Around 1796 a new settlement grew on the hill above the meadows which became the business center with stores, blacksmith, tavern, school, lawyer, physician, hotel and church. This village is now known as Concord Corners. The Rev. Samuel Read Hall built the first normal school for the training of teachers in the United States here in 1823. As the population increased the settlers spread out to other areas of the town.
In 1838 John D. Chase established the Village of West Concord (now known as Concord). Chase invented the first iron and steel circular saw as well as the Chase water wheel that was first introduced by J. D. Chase & Sons in 1855. In the early 1840s there was a dam and sawmill at the east end of the Village of West Concord and a large gristmill on the opposite bank of the Moose River. This area became the dominant business district of Concord.

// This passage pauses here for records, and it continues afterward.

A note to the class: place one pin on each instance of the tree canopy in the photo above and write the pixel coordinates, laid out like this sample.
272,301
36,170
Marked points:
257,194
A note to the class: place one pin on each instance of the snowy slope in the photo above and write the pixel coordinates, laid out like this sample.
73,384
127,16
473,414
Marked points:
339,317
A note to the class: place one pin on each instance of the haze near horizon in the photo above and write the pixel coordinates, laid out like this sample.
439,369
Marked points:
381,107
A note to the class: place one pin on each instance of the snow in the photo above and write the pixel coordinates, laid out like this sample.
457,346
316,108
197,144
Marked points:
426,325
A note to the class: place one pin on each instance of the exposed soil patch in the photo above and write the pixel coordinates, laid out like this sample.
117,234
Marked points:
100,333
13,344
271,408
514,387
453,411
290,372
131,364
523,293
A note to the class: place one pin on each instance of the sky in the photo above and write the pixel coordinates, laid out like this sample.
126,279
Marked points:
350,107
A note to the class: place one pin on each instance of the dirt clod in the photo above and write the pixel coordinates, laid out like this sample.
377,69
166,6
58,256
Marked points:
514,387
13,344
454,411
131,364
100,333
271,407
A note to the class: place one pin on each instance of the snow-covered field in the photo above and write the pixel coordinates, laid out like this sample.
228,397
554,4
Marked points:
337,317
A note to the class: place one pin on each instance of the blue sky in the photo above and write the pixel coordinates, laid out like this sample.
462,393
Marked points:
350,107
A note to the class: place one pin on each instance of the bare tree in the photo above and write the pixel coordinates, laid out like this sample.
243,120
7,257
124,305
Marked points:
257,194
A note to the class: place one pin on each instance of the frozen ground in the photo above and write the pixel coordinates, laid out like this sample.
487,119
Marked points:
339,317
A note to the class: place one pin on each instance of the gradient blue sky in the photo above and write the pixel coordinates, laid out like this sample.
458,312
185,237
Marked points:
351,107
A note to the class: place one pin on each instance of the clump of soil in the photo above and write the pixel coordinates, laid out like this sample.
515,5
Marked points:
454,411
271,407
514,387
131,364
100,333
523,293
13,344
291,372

Due to the railroad and the efforts of Charles Hall, who cleared 75 acres for a new Village, North Concord became the center of the growing lumber interests in Essex County.
Miles Pond and East Concord Villages also grew because of the railroad and lumber industries.
The early settlers had trouble with bears. One bear, caught in a large trap, was being exhibited to the curious. The bear shook himself loose and went after a child. The child's mother, Rebecca Morse, hit the bear on the head with the trap and killed him.
The northern part of Concord annexed to the town in 1856 was once called Bradleyvale. The area was originally part of Avery's Gore, changed to the name Bradleyvale in 1803, for U.S. Senator Stephen Row Bradley who was instrumental in providing the U.S. Senate with historical data that led to Vermont being an independent republic. Local people still refer to the region as the "vale".
Another place in the town is Ralston Corner, named after an area close to Concord, Massachusetts. Joslin Turn and Whites Corner are two other places in Concord. They were named for early settlers. There is also an area called Texas. The story goes that a local lad, caught up in the westward migration frenzy, vowed he was leaving and would never again have to use a side-hill plow. Instead, he settled and farmed near Concord Corners on his ancestral ridges and his neighbors twitted him by calling the area Texas.
Shadow Lake, near Concord Corners, was originally named Hall's Pond. In the 20th Century the pond became a popular camping area and the residents wanted a more glamorous name. The pond was renamed Shadow Lake, because of the dark appearance of the water. The Abenaki called it Pekdabowk or Smoke Pond.